Shabbat: A Time to Check In

Image: Two children’s hands linked by their little fingers. One has chipped nail polish. (cherylholt/pixabay)

One of Judaism’s profoundest lessons is the importance of human relationship. Our Tanakh begins with the story of a lonely God, who arranges a world full of plants and animals and human beings. Then God realizes that “It is not good for the human to be alone” (Genesis 2:18) and God creates an ezer, a companion to ease the human’s loneliness.  (Ezer shares a root with the verb la’azor, meaning “to help, assist, succor.”)

Adam and Eve ate together from the Tree of the Knowledge of Good and Evil, and they were expelled from the Garden together. One of their children murdered his brother, but their names were linked forever: Cain and Abel.

The stories in the Bible are stories about relationships: Noah and God, Abram and God, Abraham and Sarah, Isaac and Rebecca, Rachel and Leah. Rachel and Leah were the siblings who didn’t kill each other, although I have wondered if it ever crossed their minds. Was Jacob ever in a genuine relationship with anyone, or did he stand by and play them off, one against the other, first his wives and then his children?

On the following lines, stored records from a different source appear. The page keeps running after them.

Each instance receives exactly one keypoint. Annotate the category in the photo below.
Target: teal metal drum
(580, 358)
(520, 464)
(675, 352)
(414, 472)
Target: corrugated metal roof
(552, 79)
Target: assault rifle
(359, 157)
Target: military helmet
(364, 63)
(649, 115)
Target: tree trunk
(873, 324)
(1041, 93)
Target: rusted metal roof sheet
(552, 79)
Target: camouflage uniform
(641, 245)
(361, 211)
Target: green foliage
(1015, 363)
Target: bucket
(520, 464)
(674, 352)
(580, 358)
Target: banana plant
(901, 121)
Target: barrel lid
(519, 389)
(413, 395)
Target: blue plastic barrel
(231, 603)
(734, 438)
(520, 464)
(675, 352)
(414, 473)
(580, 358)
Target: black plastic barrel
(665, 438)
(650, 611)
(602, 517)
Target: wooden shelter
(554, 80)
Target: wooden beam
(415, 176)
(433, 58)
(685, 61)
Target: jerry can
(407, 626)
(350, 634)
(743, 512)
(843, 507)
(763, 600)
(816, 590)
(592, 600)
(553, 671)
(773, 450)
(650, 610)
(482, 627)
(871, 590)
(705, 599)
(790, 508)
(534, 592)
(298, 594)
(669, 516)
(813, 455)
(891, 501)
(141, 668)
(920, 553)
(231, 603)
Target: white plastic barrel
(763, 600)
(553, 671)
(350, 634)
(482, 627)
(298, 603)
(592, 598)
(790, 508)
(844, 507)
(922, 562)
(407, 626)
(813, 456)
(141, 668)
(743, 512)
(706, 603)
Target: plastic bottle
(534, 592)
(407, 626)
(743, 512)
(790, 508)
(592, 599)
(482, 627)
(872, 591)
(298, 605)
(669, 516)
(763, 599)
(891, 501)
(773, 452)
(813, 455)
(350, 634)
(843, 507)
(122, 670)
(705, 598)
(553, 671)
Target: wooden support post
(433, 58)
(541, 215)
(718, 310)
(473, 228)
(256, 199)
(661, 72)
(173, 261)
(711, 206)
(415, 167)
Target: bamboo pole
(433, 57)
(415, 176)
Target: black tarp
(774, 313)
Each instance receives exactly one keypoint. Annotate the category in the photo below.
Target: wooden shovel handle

Not all relationships are love relationships. Nathan rebuked David. Ezra rebuked the remnant of Israel. Ruth loved her mother-in-law but it is less clear that Naomi loved her back. Bezalel and Oholiab were partner-builders in Exodus 31; I wish we knew more about them.

Martin Buber famously taught us that moments of genuine connection between human beings (“I/Thou relationships”) are a mirror of the relationship between the human being and God.  We human beings have a profound need for the Other, someone not ourselves.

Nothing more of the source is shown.